Under-recognition of the power of what psychologists call ‘reinforcement’ and economists call ‘incentives.’
Well you can say, “Everybody knows that.” Well I think I’ve been in the top 5% of my
age cohort all my life in understanding the power of incentives, and all my life I’ve
underestimated it. And never a year passes but I get some surprise that pushes my limit a
little farther.
One of my favorite cases about the power of incentives is the Federal Express case. The
heart and soul of the integrity of the system is that all the packages have to be shifted
rapidly in one central location each night. And the system has no integrity if the whole
shift can’t be done fast. And Federal Express had one hell of a time getting the thing to
work. And they tried moral suasion, they tried everything in the world, and finally
somebody got the happy thought that they were paying the night shift by the hour, and that
maybe if they paid them by the shift, the system would work better. And lo and behold,
that solution worked.
Early in the history of Xerox, Joe Wilson, who was then in the government, had to go back
to Xerox because he couldn’t understand how their better, new machine was selling so
poorly in relation to their older and inferior machine. Of course when he got there he
found out that the commission arrangement with the salesmen gave a tremendous incentive
to the inferior machine.
And here at Harvard, in the shadow of B.F. Skinner -- there was a man who really was into
reinforcement as a powerful thought, and, you know, Skinner’s lost his reputation in a lot
of places, but if you were to analyze the entire history of experimental science at Harvard,
he’d be in the top handful. His experiments were very ingenious, the results were counter
intuitive, and they were important. It is not given to experimental science to do better.
What gummed up Skinner’s reputation is that he developed a case of what I always call
man-with-a-hammer syndrome: to the man with a hammer, every problem tends to look
pretty much like a nail. And Skinner had one of the more extreme cases in the history of
Academia, and this syndrome doesn’t exempt bright people. It’s just a man with a
hammer…and Skinner is an extreme example of that.
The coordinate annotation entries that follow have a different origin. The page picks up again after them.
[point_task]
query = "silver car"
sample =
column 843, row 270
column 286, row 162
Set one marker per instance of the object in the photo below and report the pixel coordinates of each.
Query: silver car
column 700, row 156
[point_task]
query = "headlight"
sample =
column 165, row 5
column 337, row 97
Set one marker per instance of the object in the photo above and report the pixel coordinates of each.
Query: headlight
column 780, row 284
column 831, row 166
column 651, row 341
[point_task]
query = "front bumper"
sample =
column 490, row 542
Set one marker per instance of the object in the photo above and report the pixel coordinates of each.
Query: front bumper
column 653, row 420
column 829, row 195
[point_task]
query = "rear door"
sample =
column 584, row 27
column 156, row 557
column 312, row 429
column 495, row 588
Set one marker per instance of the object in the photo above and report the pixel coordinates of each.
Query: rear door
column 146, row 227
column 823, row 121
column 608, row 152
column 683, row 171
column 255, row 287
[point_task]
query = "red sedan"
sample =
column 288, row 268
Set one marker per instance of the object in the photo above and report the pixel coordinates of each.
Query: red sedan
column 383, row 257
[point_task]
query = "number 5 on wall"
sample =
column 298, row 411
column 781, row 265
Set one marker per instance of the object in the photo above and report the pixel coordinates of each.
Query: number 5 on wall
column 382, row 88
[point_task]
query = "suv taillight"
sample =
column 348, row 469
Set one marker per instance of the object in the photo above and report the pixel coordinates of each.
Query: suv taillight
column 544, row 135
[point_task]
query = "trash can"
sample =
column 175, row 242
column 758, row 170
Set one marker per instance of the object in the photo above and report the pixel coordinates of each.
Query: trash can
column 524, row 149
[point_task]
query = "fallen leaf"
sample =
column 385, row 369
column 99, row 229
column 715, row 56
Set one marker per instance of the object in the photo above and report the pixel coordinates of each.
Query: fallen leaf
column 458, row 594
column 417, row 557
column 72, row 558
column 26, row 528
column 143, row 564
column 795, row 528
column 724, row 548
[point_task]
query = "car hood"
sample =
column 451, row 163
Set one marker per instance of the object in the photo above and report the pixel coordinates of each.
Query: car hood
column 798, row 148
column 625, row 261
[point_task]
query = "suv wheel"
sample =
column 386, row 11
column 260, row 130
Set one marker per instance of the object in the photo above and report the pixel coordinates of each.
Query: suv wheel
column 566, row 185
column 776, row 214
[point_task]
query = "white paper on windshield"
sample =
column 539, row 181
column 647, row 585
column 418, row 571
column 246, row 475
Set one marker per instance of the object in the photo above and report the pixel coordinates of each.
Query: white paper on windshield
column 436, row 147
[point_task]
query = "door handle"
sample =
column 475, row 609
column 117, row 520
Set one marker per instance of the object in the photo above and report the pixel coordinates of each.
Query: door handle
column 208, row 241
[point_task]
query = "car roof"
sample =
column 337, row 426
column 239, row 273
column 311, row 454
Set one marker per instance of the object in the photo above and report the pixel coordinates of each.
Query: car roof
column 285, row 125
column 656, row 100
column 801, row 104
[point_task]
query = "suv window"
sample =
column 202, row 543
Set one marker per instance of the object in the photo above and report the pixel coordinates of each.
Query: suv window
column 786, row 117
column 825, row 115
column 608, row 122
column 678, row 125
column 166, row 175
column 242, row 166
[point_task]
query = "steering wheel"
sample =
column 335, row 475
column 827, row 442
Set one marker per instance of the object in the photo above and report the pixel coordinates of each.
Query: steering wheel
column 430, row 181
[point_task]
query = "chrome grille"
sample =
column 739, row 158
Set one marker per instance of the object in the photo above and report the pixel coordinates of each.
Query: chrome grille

And later, as I go down my list, let’s
go back and try and figure out why people, like Skinner, get man-with-a-hammer
syndrome.
Incidentally, when I was at the Harvard Law School there was a professor, naturally at
Yale, who was derisively discussed at Harvard, and they used to say, “Poor old Blanchard.
He thinks declaratory judgments will cure cancer.” And that’s the way Skinner got. And
not only that, he was literary, and he scorned opponents who had any different way of
thinking or thought anything else was important. This is not a way to make a lasting
reputation if the other people turn out to also be doing something important.
This was speech by Mr. Munger in harvard in 1995. He clearly said that incentives can greately motivates one, and can manipluate his will even if its wrong thing to do,
Raghuram rajan said same thing in 2006 and in 2008. Incentive culture of wallstreet led to the biggest loss to the Banks which FED is still trying to recover by pumping 4.2 trillion$ in last 4 years.
indirectly, he was right even before the problem occurs.